Common concerns$-------
The experimental section of this paper is indeed short. However, the intention of the paper was not to present a better performing mixed membership model, but to provide a theoretical framework for modelling with hierarchical CRMs. Different choices for the base and object specific CRMs will result in different sampling equations, and thereby different perplexity results. We intend to perform a thorough study of how the choice of Poisson intensity measure affects performance in the future.
We tested with a uniform prior on the discount parameter but found that the resultant model to be quite unstable. We will include the results in the final draft with non-uniform beta distributions for the discount parameter.

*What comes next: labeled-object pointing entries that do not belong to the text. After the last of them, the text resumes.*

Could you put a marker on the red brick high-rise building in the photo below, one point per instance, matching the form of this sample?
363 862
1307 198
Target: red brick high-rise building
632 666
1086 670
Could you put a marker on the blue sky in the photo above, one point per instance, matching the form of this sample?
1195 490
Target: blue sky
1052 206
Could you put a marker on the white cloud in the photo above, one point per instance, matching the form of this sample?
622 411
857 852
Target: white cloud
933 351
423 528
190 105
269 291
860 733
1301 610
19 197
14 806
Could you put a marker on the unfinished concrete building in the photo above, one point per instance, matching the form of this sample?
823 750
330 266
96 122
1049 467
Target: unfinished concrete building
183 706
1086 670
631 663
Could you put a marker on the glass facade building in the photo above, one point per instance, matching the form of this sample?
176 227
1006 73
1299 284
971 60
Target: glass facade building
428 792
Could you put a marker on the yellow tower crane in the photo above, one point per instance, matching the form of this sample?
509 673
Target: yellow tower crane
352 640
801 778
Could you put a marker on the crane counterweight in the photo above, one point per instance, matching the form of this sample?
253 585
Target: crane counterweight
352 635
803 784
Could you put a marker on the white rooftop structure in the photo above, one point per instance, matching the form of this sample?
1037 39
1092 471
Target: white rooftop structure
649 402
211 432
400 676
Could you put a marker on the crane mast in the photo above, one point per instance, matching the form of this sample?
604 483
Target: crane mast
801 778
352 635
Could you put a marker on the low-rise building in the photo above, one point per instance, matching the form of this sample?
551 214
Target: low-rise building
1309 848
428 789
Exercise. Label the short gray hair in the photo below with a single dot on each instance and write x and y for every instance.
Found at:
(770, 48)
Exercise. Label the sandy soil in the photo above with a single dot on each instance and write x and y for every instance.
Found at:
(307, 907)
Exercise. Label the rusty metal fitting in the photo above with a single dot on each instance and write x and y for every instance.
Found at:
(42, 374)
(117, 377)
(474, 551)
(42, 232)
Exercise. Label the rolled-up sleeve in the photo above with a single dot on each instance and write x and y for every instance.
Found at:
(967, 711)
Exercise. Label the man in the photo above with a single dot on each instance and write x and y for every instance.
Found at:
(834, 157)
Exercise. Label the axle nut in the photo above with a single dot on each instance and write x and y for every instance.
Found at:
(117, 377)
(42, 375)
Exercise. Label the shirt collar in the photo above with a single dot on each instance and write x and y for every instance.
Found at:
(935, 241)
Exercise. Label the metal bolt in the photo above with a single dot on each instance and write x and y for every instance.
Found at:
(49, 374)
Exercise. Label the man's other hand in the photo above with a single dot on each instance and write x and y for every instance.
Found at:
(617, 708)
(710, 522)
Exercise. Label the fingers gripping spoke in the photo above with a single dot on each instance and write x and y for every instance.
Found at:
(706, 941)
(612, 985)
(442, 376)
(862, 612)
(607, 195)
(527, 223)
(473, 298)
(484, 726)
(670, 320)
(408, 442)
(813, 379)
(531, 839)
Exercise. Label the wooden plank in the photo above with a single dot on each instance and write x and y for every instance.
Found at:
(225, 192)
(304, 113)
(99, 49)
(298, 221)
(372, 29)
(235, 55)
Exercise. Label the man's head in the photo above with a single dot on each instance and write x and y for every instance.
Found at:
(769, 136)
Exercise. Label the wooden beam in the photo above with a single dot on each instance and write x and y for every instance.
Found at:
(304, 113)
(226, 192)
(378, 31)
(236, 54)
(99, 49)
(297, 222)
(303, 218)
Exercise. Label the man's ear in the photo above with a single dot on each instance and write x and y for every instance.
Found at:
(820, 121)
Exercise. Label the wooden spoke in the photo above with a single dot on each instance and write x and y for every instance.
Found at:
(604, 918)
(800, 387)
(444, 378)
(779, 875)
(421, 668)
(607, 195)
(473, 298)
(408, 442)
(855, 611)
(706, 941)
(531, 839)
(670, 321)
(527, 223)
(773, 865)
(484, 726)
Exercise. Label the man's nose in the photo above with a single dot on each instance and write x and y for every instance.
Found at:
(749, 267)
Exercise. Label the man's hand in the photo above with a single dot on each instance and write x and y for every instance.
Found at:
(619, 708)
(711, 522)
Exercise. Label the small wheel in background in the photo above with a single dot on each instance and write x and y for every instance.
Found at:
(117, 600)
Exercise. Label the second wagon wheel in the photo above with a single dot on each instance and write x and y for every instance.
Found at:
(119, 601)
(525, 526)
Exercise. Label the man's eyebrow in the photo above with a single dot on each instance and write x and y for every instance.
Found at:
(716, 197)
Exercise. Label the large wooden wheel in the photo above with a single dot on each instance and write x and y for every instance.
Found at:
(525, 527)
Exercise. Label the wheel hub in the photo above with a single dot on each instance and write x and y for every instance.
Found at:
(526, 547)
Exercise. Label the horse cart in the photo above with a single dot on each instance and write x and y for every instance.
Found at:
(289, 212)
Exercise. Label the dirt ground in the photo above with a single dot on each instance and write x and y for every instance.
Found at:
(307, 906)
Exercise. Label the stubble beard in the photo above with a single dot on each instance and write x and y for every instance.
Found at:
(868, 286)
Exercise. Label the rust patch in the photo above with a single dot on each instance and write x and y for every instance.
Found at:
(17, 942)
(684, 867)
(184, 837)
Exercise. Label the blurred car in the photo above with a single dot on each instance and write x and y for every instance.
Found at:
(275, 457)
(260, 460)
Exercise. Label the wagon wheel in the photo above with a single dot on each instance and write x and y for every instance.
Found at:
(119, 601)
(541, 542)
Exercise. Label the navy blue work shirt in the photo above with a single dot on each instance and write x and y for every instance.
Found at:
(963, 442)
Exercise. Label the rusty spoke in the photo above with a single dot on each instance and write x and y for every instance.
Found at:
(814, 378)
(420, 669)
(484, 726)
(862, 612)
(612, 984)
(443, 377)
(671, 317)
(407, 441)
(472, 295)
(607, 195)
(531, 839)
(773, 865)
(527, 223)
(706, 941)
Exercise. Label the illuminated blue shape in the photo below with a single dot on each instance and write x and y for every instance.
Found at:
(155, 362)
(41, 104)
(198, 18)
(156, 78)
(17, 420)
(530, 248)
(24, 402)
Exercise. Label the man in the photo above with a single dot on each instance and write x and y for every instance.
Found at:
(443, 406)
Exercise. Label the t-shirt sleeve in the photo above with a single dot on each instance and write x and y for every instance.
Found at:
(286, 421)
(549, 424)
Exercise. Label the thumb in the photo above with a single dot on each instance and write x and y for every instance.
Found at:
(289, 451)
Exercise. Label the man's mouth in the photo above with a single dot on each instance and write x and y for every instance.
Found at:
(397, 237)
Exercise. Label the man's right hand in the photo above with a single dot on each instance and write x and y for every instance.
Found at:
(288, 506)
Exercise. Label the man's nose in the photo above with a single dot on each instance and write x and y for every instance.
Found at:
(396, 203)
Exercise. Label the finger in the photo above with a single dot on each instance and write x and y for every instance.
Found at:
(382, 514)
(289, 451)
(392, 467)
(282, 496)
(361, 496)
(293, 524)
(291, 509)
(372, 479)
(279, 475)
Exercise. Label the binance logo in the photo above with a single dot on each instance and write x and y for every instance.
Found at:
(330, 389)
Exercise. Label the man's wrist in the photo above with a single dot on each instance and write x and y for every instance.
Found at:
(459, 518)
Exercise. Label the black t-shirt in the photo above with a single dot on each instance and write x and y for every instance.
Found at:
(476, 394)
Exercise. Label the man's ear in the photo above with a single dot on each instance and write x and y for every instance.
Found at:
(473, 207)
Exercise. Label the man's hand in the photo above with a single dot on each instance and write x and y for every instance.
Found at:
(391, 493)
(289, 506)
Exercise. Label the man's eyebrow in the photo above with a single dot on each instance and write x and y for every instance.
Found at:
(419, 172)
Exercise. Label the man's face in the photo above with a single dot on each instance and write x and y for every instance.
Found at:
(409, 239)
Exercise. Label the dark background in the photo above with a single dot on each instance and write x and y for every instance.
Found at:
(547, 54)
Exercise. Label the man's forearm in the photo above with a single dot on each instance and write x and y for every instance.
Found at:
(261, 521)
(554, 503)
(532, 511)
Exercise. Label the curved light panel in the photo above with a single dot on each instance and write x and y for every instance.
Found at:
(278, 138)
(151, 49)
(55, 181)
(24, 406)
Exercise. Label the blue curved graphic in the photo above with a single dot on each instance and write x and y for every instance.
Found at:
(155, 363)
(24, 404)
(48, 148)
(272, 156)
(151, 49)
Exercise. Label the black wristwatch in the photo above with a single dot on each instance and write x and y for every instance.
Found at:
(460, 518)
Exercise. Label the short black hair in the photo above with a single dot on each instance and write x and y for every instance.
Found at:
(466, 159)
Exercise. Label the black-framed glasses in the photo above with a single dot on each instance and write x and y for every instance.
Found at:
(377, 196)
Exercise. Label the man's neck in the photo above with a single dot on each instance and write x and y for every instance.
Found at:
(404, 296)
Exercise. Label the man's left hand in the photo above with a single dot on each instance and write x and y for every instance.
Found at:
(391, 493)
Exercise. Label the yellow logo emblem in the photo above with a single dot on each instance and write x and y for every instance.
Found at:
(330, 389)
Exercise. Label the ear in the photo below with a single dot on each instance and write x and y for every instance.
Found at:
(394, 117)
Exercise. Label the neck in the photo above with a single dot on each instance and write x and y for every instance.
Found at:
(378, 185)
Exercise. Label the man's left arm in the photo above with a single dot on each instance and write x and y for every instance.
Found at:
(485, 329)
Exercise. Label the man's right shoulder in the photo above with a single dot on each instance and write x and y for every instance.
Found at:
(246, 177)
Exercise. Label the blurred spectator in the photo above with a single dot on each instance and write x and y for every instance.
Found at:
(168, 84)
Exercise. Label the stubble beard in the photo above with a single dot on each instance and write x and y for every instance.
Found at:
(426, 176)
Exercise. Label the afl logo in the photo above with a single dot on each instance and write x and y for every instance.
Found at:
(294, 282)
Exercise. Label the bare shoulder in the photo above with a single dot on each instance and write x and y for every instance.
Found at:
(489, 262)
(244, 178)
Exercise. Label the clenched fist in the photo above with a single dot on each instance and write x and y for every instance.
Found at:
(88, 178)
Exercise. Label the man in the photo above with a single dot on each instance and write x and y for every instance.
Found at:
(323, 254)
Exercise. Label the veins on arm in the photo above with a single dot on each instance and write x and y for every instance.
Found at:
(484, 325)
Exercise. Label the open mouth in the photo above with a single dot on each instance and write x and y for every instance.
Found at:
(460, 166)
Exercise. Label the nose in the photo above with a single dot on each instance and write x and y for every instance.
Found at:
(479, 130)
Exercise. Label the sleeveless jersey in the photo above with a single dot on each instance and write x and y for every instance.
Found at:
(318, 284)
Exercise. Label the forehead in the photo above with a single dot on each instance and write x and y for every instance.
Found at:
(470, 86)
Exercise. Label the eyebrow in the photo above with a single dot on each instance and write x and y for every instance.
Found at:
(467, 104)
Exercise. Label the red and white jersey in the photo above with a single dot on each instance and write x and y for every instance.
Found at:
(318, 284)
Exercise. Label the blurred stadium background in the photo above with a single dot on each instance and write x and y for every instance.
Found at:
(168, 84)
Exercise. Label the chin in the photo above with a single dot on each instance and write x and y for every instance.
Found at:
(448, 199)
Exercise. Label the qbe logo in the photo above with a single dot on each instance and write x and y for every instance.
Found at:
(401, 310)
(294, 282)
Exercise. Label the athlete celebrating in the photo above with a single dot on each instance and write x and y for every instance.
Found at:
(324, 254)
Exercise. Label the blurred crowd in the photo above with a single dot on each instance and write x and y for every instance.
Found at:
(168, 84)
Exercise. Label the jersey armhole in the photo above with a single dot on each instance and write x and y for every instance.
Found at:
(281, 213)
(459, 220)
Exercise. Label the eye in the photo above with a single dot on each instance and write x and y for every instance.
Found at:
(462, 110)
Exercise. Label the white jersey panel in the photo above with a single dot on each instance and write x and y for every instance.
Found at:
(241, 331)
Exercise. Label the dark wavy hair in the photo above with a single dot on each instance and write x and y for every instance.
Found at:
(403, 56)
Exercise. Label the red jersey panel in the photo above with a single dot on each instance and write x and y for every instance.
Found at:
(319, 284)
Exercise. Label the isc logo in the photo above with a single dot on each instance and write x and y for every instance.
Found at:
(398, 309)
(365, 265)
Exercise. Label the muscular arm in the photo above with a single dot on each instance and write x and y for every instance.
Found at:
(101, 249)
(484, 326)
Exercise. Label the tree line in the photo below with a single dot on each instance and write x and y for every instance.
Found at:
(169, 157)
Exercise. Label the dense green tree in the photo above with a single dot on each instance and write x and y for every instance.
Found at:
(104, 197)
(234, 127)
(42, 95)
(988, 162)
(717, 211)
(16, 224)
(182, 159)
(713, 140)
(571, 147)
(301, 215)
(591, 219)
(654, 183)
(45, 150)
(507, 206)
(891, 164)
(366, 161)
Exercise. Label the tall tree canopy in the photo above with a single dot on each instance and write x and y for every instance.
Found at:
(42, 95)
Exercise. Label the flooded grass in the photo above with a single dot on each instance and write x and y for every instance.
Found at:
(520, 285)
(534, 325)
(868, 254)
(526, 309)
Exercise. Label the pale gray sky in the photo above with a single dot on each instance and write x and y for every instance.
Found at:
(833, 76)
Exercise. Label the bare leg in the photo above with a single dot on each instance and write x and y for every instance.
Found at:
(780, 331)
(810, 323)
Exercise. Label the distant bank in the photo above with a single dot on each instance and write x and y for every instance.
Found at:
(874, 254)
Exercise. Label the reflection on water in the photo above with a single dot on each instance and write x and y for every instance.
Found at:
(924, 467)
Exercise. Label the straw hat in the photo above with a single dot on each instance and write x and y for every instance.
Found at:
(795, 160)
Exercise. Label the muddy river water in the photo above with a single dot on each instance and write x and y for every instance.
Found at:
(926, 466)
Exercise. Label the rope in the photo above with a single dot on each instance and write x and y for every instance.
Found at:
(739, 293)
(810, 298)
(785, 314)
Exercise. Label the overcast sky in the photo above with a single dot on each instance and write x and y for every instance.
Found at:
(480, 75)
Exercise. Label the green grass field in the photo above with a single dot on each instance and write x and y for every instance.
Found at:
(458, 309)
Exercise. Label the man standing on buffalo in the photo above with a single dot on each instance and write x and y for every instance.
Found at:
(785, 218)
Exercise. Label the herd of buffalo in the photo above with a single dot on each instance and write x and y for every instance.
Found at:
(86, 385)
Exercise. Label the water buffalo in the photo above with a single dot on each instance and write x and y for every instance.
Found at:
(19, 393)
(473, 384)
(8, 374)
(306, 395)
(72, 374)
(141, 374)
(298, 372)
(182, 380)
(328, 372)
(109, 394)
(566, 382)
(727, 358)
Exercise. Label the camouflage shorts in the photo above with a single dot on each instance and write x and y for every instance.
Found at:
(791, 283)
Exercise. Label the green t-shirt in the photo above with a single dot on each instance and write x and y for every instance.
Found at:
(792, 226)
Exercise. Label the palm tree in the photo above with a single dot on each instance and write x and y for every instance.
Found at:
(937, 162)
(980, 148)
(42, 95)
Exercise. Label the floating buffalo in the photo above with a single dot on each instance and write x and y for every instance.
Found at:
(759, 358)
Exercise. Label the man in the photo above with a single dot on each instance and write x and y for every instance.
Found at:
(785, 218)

As suggested, we will add the results for $p_j!=.5$ in the final draft. We aren't aware how the resultant model will compare against the models that we have experimented with.
The minor corrections pointed out by the reviewers will be incorporated in the final draft.
Assigned Reviewer 1
-----
Thanks for the detailed positive review.
As suggested, the sampling schemes for various CRMs will be added in the final draft. The dish sampling equations in the CRF scheme for SGGP (and hence GGP, which is a special case) are already provided in the experiments. Except for the case of sampling a new table, the equations for dish and table sampling for gamma-gamma CRM will be exactly the same as HDP.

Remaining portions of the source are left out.